Şiir, savunmanın değil, atağa durmanın harcıdır. Şahlanan at, yağmur sonrası gökleri süsleyen gökkuşağıdır. Evet, şiir mutlaka gökkuşağı olmalı, yaşamın tüm renklerini içine almalı…
Şiir, gönülden gönüle giden köprülerin ip ince duygularla, ağını ören örümcek, bal yapan arı misali işçiliği sırtlayandır. Temmuz ayında yağan kardır, borandır. Şiir, insanlık konutunun çimentosudur.
Sadık bir arkadaştır şiir. Nankörlük etmez. Yol ortasında bırakmaz insanı. Arkadaşın arkadaşı bıraktığı gibi… Yalnızlığın gür korosu, çaresiz anların insanı derbeder eden bir ney taksimidir. Şiir, yaraya tuz değil, melhem sürendir…
Şiir, zalimlere inat mazlumların elinden tutandır. Yolunu şaşırmış gemicilere deniz feneri, Afrika’da açlık çeken çocuğa umuttur… Evet, şiir dediğin delikanlı olmalı, gözü pek…Adam gibi olmalı yani!
Zaten çocuk gibi pak, çocuk gibi gerçek, çocuk gibi dürüst değil mi? Öyle ya…
Şiir dediğin söz sahibi olmalı. Geçtiği yerlerde kırmızı halılar döşenmeli. Sultanı, kralı selama durmalı. Şiir dediğin kalp gibi atmalı, kalp gibi, güm güm güm!
Evet, şiir bir ırgattır. Gün 24 saat erdemlik tarlasında, güzellik bahçesinde ter döken, yakan güneşe, susuzluktan çatlamış toprağa inat, ırgatlık yapmaktan onur duyandır.
Şiir dağ gibidir, dağ! Yüzyıllara meydan okuyan: hüznün, heyecanın, zulmün, mutluluğun dört mevsim nöbetine durandır…
Şiir, dünya barışı uğruna bir an bile göz yummayan, büyük aşkların tanığı, gözyaşının sırdaşı, incinmiş yüreklerin vazgeçilmez tesellisidir.
Şiir, bir şelale, engin bir okyanus, insanların uğramayı ihmal etmediği vazgeçilmez bir limandır.

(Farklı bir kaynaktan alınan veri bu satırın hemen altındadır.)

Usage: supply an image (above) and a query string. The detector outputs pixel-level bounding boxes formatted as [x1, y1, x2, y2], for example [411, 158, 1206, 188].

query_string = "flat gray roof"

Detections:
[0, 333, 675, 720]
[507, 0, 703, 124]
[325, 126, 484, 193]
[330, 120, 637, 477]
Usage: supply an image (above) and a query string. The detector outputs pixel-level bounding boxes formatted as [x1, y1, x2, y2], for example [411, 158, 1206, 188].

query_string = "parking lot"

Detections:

Biliyoruz şiir, ekmek, aş vermiyor, işsize iş bulmuyor. Bir sözle şiir karın doyurmuyor. İnsanları ev bark sahibi yapmıyor. Yaptıramıyor. İnsan harabesi olmuş nankörlerin dersini verebilecek gücü yok belki de.

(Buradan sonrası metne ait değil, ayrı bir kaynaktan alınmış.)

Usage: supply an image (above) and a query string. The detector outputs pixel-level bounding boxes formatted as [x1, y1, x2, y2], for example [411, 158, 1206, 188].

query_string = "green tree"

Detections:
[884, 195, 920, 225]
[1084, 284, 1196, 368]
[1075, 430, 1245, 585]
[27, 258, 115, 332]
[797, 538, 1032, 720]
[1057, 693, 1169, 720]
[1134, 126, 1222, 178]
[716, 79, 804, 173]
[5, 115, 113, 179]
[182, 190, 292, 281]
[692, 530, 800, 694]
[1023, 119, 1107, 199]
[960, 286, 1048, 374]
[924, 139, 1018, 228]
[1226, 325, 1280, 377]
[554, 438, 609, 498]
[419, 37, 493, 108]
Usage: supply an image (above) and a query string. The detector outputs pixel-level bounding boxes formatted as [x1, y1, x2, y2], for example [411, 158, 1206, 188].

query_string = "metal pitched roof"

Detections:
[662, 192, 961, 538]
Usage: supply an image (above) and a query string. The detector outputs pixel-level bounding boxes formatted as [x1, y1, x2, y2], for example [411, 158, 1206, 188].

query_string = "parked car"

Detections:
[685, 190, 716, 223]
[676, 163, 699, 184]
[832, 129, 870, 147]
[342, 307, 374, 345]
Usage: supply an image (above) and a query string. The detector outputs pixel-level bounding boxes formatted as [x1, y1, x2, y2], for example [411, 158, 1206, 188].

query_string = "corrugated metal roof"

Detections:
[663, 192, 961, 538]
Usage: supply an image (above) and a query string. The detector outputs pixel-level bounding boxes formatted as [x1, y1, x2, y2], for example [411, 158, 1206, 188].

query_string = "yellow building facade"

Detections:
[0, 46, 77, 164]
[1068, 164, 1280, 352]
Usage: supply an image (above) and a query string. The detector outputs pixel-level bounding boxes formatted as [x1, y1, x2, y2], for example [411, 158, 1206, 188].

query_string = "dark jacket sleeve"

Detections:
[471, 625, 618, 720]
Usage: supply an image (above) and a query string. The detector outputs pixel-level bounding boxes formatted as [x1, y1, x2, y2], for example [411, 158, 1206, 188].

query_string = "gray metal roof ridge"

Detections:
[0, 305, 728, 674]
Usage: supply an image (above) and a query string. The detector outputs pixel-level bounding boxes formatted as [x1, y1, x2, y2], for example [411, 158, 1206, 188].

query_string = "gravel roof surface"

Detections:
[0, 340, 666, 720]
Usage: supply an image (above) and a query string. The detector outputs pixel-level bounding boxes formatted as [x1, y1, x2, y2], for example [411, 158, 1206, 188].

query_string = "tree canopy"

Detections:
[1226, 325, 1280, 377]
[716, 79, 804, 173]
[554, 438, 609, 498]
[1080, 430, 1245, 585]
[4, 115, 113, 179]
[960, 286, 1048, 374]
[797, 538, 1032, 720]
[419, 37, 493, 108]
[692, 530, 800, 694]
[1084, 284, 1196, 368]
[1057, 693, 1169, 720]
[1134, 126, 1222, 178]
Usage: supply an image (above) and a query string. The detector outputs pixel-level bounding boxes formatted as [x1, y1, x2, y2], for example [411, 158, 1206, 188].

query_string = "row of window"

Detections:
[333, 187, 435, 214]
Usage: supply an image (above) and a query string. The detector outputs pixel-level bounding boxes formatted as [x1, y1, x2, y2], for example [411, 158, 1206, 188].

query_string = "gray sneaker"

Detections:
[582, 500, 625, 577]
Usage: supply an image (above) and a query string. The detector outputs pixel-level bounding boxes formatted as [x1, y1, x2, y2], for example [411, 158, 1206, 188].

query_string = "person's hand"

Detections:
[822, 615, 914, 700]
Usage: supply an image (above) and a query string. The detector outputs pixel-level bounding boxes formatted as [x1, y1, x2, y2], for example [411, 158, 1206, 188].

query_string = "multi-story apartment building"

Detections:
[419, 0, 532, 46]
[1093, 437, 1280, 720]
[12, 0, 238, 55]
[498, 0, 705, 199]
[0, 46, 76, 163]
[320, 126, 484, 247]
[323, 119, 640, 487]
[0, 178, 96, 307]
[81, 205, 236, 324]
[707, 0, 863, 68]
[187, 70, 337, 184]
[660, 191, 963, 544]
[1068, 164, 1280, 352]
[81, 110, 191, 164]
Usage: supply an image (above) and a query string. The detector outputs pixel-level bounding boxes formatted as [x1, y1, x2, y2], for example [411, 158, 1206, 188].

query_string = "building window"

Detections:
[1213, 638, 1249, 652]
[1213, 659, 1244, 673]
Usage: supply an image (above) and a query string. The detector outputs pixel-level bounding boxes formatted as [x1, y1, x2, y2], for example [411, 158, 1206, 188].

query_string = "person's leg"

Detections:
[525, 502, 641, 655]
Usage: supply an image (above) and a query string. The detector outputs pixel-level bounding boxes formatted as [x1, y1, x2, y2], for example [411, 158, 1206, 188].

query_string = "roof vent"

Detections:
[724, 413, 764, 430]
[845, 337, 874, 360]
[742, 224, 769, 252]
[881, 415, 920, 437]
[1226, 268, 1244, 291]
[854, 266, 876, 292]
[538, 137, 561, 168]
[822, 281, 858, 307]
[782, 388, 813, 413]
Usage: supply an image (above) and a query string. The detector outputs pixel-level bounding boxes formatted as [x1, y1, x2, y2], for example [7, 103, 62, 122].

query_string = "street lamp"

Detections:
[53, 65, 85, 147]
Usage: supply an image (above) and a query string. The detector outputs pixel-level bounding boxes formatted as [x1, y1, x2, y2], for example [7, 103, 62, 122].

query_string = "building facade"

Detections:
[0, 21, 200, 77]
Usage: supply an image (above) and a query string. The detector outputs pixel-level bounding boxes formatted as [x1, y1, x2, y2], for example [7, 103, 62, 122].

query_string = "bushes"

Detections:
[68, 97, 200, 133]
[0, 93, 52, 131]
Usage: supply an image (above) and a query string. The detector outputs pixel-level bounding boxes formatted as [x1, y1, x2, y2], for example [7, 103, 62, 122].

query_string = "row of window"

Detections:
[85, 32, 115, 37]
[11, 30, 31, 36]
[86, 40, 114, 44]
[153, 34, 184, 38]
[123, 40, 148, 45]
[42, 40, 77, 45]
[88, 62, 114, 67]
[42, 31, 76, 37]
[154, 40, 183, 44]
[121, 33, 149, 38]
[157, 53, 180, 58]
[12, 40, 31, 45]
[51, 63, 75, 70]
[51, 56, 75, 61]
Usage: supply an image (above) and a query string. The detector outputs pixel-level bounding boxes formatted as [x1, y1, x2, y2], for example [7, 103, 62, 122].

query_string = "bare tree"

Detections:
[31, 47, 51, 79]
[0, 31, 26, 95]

Akan kanın durmasını, dünyanın hemen her yerinde insanlar arasındaki hıncı bertaraf edemiyor. Silahlarını satmak için savaşları başlatıp bunu adeta düğün bayram görenlerin haddini bildirecek kadar da bileği güçlü değil. Tüm bu olumsuzluklara belki de hiçbir zaman son verecek bir güç konumunda olamayacak.

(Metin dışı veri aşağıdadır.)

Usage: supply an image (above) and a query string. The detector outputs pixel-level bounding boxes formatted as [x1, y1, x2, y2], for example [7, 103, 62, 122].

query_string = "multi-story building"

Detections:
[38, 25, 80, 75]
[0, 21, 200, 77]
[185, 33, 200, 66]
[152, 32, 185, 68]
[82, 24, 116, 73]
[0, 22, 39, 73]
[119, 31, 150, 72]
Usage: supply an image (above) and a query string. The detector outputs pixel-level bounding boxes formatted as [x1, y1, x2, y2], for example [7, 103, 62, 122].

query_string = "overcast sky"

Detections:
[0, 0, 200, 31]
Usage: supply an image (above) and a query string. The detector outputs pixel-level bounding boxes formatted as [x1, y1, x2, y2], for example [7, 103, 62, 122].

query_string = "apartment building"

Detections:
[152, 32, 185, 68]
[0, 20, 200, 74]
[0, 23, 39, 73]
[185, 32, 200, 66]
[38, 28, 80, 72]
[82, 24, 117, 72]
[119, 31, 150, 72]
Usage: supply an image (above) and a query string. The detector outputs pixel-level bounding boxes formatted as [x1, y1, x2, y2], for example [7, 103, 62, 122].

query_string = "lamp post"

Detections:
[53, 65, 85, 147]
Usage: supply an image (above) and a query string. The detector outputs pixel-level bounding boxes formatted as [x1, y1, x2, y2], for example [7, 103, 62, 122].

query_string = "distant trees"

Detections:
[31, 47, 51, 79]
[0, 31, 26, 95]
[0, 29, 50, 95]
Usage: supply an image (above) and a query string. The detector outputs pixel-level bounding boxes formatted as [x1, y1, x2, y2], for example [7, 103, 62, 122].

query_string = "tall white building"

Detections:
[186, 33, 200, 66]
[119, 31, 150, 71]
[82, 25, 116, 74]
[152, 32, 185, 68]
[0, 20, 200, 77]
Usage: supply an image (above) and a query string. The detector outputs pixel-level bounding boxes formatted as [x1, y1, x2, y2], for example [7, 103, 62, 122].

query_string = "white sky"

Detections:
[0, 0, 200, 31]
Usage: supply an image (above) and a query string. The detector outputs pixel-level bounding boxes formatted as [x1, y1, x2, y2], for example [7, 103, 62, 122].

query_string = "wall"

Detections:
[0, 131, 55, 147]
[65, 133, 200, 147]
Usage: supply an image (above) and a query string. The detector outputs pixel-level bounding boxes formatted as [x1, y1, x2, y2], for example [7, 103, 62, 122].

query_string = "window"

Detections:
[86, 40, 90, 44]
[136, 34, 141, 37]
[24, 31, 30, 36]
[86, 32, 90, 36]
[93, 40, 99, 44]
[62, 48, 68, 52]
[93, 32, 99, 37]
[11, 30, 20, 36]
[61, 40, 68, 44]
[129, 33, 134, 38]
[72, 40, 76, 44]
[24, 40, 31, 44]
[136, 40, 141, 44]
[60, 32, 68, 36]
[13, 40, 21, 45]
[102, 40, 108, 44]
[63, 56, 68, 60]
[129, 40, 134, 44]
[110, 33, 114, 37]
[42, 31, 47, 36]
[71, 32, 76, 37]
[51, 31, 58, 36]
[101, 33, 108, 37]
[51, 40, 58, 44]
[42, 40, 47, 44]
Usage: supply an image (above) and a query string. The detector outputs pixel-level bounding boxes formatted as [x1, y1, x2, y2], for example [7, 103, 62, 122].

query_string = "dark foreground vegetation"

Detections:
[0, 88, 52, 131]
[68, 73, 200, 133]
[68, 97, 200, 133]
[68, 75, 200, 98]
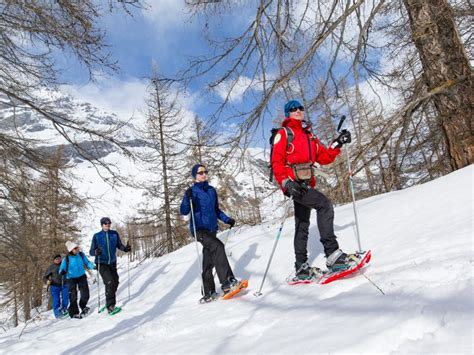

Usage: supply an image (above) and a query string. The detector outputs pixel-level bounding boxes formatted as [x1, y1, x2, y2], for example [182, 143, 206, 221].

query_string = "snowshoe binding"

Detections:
[222, 277, 249, 300]
[199, 291, 219, 304]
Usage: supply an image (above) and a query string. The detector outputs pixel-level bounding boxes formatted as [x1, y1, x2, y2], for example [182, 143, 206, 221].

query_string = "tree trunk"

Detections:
[403, 0, 474, 170]
[155, 82, 173, 253]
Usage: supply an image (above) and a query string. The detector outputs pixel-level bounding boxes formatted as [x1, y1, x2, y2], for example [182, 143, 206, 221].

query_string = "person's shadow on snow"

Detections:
[61, 261, 199, 355]
[231, 243, 260, 279]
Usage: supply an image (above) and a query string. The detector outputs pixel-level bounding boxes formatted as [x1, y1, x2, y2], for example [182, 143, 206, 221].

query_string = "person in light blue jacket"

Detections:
[59, 241, 95, 319]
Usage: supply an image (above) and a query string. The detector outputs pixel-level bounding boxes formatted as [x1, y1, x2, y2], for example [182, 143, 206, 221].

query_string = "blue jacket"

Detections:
[180, 181, 230, 233]
[89, 230, 125, 264]
[59, 252, 95, 279]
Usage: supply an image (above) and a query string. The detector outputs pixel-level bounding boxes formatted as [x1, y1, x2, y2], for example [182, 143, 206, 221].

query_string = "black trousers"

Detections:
[294, 188, 339, 266]
[99, 263, 119, 308]
[67, 275, 89, 317]
[196, 230, 234, 295]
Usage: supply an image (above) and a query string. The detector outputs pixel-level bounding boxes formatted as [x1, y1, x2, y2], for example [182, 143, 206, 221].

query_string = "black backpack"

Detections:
[270, 127, 295, 182]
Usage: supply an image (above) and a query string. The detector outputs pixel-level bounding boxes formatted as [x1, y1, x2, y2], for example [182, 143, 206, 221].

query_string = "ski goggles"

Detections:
[288, 106, 304, 112]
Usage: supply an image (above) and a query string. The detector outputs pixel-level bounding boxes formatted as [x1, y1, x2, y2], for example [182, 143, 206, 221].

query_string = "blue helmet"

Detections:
[285, 100, 303, 117]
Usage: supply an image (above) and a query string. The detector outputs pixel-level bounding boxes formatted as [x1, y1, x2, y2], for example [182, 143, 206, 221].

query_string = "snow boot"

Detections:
[81, 306, 91, 318]
[295, 262, 314, 281]
[326, 249, 351, 272]
[221, 276, 240, 295]
[199, 291, 219, 304]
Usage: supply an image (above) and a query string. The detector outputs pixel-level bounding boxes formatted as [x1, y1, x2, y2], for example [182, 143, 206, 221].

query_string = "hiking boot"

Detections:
[221, 277, 240, 294]
[326, 249, 351, 271]
[295, 262, 313, 280]
[199, 291, 219, 303]
[81, 306, 91, 317]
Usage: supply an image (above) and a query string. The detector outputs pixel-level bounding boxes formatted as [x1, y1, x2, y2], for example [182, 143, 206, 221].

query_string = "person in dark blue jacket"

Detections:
[180, 164, 239, 302]
[90, 217, 132, 313]
[43, 254, 69, 318]
[59, 241, 95, 318]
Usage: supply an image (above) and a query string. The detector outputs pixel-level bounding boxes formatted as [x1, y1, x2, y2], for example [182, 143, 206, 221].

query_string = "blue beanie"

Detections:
[285, 100, 303, 117]
[191, 164, 205, 178]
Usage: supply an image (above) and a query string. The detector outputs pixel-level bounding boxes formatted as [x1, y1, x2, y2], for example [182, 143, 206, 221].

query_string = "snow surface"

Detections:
[0, 166, 474, 354]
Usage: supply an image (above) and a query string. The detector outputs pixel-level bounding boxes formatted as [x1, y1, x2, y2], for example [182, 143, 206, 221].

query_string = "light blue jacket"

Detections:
[59, 251, 95, 279]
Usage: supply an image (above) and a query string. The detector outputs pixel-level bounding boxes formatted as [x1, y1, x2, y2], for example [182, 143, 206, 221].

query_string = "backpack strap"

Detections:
[270, 127, 295, 182]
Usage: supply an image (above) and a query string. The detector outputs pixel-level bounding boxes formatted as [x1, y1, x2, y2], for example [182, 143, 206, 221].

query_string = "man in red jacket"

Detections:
[272, 100, 351, 279]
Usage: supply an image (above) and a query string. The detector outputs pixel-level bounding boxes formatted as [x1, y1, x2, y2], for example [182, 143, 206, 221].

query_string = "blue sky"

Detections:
[58, 0, 262, 136]
[58, 0, 394, 146]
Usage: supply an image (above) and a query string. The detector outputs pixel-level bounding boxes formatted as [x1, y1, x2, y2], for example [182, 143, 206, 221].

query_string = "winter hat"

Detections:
[66, 241, 79, 252]
[285, 100, 303, 117]
[191, 164, 205, 178]
[100, 217, 112, 226]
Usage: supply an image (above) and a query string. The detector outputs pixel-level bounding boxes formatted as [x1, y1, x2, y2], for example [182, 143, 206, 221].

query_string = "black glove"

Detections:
[184, 187, 193, 199]
[283, 180, 308, 199]
[331, 129, 352, 148]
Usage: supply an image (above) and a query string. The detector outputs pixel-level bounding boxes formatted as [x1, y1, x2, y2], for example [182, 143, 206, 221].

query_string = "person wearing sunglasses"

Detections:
[272, 100, 351, 280]
[59, 241, 95, 319]
[180, 164, 239, 303]
[43, 254, 69, 318]
[89, 217, 132, 314]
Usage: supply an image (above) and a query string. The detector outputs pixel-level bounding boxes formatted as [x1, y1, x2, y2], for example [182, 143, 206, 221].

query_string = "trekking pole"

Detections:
[189, 196, 204, 296]
[127, 240, 131, 301]
[253, 197, 293, 297]
[97, 255, 100, 313]
[337, 115, 362, 253]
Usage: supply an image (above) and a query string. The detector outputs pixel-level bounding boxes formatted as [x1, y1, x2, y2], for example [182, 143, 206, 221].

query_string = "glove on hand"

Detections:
[184, 187, 193, 199]
[284, 180, 308, 199]
[331, 129, 352, 148]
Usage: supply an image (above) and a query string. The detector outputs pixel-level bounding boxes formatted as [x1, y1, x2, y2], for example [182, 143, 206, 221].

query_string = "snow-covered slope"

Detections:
[0, 167, 474, 354]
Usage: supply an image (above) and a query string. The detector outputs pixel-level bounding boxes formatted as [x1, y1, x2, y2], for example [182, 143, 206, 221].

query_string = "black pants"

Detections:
[197, 230, 234, 295]
[294, 188, 339, 266]
[67, 275, 89, 317]
[99, 263, 119, 308]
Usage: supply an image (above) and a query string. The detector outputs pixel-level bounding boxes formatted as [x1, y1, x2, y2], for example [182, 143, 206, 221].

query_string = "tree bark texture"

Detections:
[403, 0, 474, 170]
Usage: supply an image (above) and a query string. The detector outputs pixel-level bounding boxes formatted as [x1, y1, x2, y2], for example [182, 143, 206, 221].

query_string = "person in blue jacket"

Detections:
[180, 164, 239, 303]
[59, 241, 95, 319]
[43, 254, 69, 318]
[90, 217, 132, 313]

Olsun, şiir buna rağmen görevini, direncini, misyonunu dünya durdukça sürdürecektir…
Bize kalan şiire inanmak, onun gün geçtikçe dünya barışı için, yaşamın güzelliği için bir nebze de olsa katkısının olabileceğine olumlu bakmak ve inanmaktır.
Yaşasın Şiir!
Yaşasın her şeye rağmen güzelliklere sahip çıkmanın savaşımını ısrarla sürdürmeye devam eden insanlık!